CHIEF WARRANT OFFICER 2 BARON BATES
It was the night of Sept. 17, 2006, when my pilot in command and I made a precautionary landing in Khan Bani Saad, Iraq.
I arrived in country fresh out of flight school and this was my 12th mission. I was very green at readiness level 2 and still having to fly with an instructor pilot while learning the mission as fast as possible. This flight was a night mission in direct support of a security force patrolling Khan Bani Saad, a small town just north of Baghdad. Khan Bani Saad had flared up in recent weeks with heavy fighting and violence.
Everything was going as planned the first couple of hours of the mission. It was a quite night. We were going to return to base in about 30 minutes when our AH-64A began to have violent, uncommanded control inputs. My PC performed the emergency procedure as published, releasing the digital automatic stabilization equipment. However, the violent control inputs did not stop. Without hesitation, my PC decided to land the aircraft in the first suitable landing area, a big field just below us. The only problem was it was in the middle of Khan Bani Saad.
At this point, my heart was racing. Here I was, a new warrant officer, about to make a precautionary landing outside the wire and I thought this was it. I just knew that as soon as we touched down, the bad guys would come rushing us. My PC was as cool as a cucumber the whole time; me, not so much. When he got the aircraft on the ground, he said, “What I want you to do is take your M4 and lock and load.” Little did he know I was already there. While he was remaining calm and landing the aircraft, I was grabbing my M4 and getting ready for battle. I was fired up and ready for whatever. I said, “I’ve got the left side, you take the right!”
We were in constant communication with our wingman, and they were in communication with the security force on the ground. Luckily, we landed pretty close to the ground unit on patrol. Our wingman immediately began talking them onto our location. They were on their way, but in the meantime, we were by ourselves on the ground, in a populated and hot area outside the wire. I was on pins and needles; my PC, still super cool. At least we had our wingman watching us from above.
What seemed like an eternity was probably about 15 minutes when the ground forces arrived and set up a perimeter. We were still in the aircraft when they arrived. I wanted to stay on the 30 mm just in case. Two ground guys walked up to the aircraft as if nothing was wrong. They were talking and smoking as if it was OK to be on the ground outside the wire. I quickly told them to keep it down. They thought it was funny. I couldn’t understand how they could be so calm because for an aviator like me, the only time I wanted to be on the ground was inside the wire.
We finally got out of the aircraft to wait on the downed aircraft recovery team. The two ground guys and my PC were talking and hanging out while I was pulling security. I still had my helmet and night vision goggles on, waiting for enemy. They thought I was stupid, but I didn’t care. I finally settled down after a couple hours. That’s right, hours. It took the DART team four hours to come and get us. But that is a story for another time.
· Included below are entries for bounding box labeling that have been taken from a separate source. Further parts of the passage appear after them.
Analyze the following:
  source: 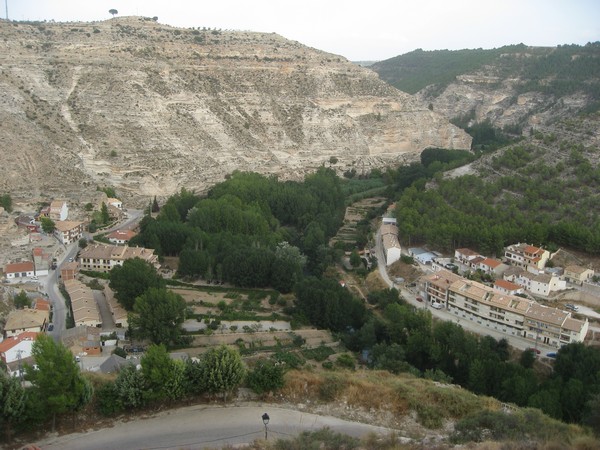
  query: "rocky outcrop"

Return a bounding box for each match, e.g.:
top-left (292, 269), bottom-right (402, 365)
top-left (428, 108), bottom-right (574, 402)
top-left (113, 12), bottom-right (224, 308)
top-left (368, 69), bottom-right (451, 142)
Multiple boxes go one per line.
top-left (0, 18), bottom-right (471, 204)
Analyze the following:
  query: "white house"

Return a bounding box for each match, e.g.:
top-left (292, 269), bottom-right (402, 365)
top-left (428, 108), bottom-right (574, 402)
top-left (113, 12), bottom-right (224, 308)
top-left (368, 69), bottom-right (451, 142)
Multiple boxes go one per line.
top-left (563, 265), bottom-right (594, 285)
top-left (477, 258), bottom-right (508, 276)
top-left (423, 270), bottom-right (589, 348)
top-left (106, 197), bottom-right (123, 209)
top-left (454, 248), bottom-right (482, 266)
top-left (4, 261), bottom-right (35, 280)
top-left (0, 331), bottom-right (38, 364)
top-left (4, 308), bottom-right (50, 337)
top-left (381, 224), bottom-right (402, 266)
top-left (54, 220), bottom-right (84, 245)
top-left (48, 200), bottom-right (69, 221)
top-left (504, 243), bottom-right (550, 273)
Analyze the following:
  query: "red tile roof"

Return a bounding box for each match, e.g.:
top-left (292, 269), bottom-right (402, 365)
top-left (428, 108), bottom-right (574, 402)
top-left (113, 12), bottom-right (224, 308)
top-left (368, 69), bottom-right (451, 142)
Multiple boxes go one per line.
top-left (4, 261), bottom-right (33, 273)
top-left (0, 331), bottom-right (39, 353)
top-left (494, 280), bottom-right (521, 291)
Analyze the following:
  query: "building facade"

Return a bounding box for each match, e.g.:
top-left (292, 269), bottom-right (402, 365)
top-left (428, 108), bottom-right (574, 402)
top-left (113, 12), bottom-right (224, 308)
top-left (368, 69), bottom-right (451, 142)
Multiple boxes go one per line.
top-left (54, 220), bottom-right (84, 245)
top-left (79, 244), bottom-right (160, 272)
top-left (504, 243), bottom-right (550, 273)
top-left (425, 270), bottom-right (589, 348)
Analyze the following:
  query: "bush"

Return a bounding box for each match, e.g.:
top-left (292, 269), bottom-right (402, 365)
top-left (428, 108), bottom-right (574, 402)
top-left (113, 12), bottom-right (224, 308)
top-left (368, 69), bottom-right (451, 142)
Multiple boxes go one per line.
top-left (302, 345), bottom-right (335, 362)
top-left (95, 381), bottom-right (123, 417)
top-left (319, 375), bottom-right (346, 402)
top-left (247, 359), bottom-right (284, 394)
top-left (335, 353), bottom-right (356, 370)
Thankfully, we made it home safely that night. At first, I wasn’t so sure. Thanks goes to my outstanding PC for staying cool under pressure and making good decisions as well as our wingman for staying with us to coordinate relief on station while they went to refuel and then returning to cover us until we were picked up. All aviators appreciate ground units who arrive quickly to provide aid. My hat goes off to all the Soldiers who served or serve on the ground in Iraq and Afghanistan.